I’m new to RESPs as we moved back to Canada three years ago and are just starting an RESP for our two children: 7 and 5 year olds.
From reading your articles and comments, it seems a 50/50 balance of a Canadian equity ETF (VCN or XIC) and possibly XBB would be a start for now (of course decreasing the equity portion according to your formula on risk). (Btw we are with Questrade which has n0 fee on ETF purchases). Would it make any sense at all to use VSB or VSC instead of XBB for our older child in a few years?
@Natasha: XBB is now the most expensive of the broad-based bond ETFs: VAB and ZAG are both considerably cheaper. You may indeed find that a short-term bond ETF such as VSB is less volatile and therefore more appropriate for an RESP.
Any recommendations for what institution to use for a small (<$5K) RESP portfolio holding index mutual funds?
TD e-Series is out because they don't support ACESG and CLB. Most discount brokerages either charges annual fees or mutual fund purchase fees and/or don't support ACESG/CLB.
@nabeelj: TD Bank (as opposed to TD Direct, the brokerage) does support the additional grants, and I believe there are no account fees. You can set up what they call a “term RESP,” which allows you to buy only GICs and term deposits. Since the account is so small now, you really don’t need to focus on higher-return investments. Otherwise you may have to use a brokerage that supports the additional grants and pay a small fee until you get to their minimum account balance: at Scotia iTRADE it’s just $25 a year. That’s not a bad trade-off.

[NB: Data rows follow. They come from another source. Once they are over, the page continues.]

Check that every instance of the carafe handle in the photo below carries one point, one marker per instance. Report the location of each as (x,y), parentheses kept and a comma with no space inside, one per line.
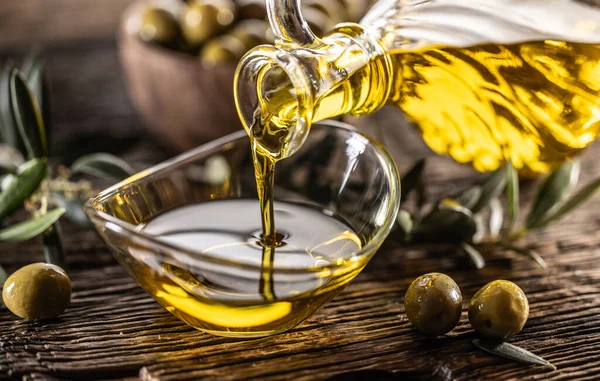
(288,24)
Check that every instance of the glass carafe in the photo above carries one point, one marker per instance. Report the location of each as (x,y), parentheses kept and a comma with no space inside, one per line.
(484,81)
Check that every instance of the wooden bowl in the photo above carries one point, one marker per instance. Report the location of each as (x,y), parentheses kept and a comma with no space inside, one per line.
(181,102)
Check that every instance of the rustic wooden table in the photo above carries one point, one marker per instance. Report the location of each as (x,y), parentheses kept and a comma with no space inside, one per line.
(113,330)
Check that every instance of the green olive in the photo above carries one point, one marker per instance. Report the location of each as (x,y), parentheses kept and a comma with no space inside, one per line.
(221,49)
(433,304)
(252,9)
(251,32)
(37,291)
(203,19)
(158,25)
(498,310)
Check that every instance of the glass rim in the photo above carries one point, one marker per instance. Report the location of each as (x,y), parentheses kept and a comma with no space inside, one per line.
(124,228)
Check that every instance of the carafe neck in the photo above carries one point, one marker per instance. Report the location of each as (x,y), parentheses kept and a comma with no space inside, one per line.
(293,84)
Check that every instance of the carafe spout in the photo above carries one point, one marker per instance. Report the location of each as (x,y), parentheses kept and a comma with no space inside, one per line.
(288,24)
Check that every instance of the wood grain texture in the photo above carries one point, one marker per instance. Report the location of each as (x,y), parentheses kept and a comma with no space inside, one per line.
(114,331)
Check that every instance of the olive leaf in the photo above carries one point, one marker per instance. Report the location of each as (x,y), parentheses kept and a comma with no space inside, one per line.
(411,179)
(103,165)
(73,210)
(512,195)
(34,71)
(529,253)
(573,202)
(53,248)
(3,276)
(448,222)
(27,116)
(30,228)
(10,159)
(561,181)
(10,132)
(469,197)
(512,352)
(490,188)
(496,217)
(474,255)
(17,188)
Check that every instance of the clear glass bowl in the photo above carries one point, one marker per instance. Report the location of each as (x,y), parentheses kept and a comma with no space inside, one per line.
(338,171)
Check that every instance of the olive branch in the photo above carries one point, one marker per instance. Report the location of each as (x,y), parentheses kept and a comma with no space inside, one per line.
(474,216)
(27,181)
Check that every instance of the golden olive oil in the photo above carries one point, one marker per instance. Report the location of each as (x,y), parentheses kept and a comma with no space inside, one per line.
(536,103)
(249,299)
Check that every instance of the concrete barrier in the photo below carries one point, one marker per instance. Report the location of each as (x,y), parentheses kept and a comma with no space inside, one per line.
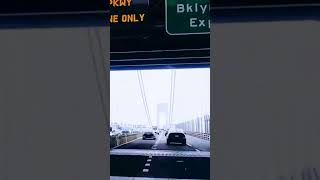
(122,139)
(204,136)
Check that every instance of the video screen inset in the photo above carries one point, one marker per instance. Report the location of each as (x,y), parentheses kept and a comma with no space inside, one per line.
(160,90)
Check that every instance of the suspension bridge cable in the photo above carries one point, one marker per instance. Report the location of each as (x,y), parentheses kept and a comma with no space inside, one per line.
(145,98)
(141,85)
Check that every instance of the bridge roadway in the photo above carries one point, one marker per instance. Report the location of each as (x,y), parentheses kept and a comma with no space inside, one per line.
(155,159)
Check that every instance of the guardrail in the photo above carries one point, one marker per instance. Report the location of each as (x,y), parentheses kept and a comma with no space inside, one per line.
(204,136)
(122,139)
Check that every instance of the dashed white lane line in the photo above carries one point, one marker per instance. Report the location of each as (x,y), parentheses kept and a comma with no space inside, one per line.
(154,147)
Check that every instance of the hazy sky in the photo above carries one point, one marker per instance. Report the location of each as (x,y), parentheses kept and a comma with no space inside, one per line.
(192,94)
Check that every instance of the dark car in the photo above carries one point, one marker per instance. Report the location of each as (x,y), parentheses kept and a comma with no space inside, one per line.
(148,135)
(176,138)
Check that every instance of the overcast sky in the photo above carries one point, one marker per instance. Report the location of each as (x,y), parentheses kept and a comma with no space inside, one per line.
(192,94)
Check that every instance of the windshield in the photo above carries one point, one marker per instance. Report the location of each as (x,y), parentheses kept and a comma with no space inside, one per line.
(171,99)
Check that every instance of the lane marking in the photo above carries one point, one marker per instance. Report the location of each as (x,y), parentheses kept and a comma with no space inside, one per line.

I’m helping my sister set this up, and really want her to get a feel for index investing without getting into ETFs. I’ll look at the various big bank self-directed RESPs, as it seems that the “smaller” discount brokerages like Questrade charge fees to purchase mutual funds.
BTW I advised her to open an account with Credential Direct and buy the RBC/Altamira index funds.
When EAP withdrawals are done from an RESP, how is the amount of Grant vs. Interest determined?
Curious how that works.
@Steve: Your brokerage will track that for you. Before requesting an EAP, call them and ask for a breakdown of contributions, grants and “income” (which is what they call any growth in the investments).
Thanks for the help.
When I receive the breakdown, will I be able to choose how much of the EAP will be Grant Vs. Income? Or will it be a predetermined percentage from the brokerage/government?
I imagine it is best to remove as much of the contribution first.
Steve
@Steve: It’s a proportional amount.
@Steve: With some restrictions, you can choose whether you want to make a capital withdrawal (i.e. take out your contributions, which are not taxable) or an EAP (which consists of grant and income, taxable in the students hands). It’s often better to take out the grant and income first, because if your child later drops out of school the government will not take those withdrawals back. But you also need to consider whether the student might have employment income in a given year: if so, they might end up paying tax on the EAP withdrawal that year. As you can tell, it’s not necessarily a straightforward process.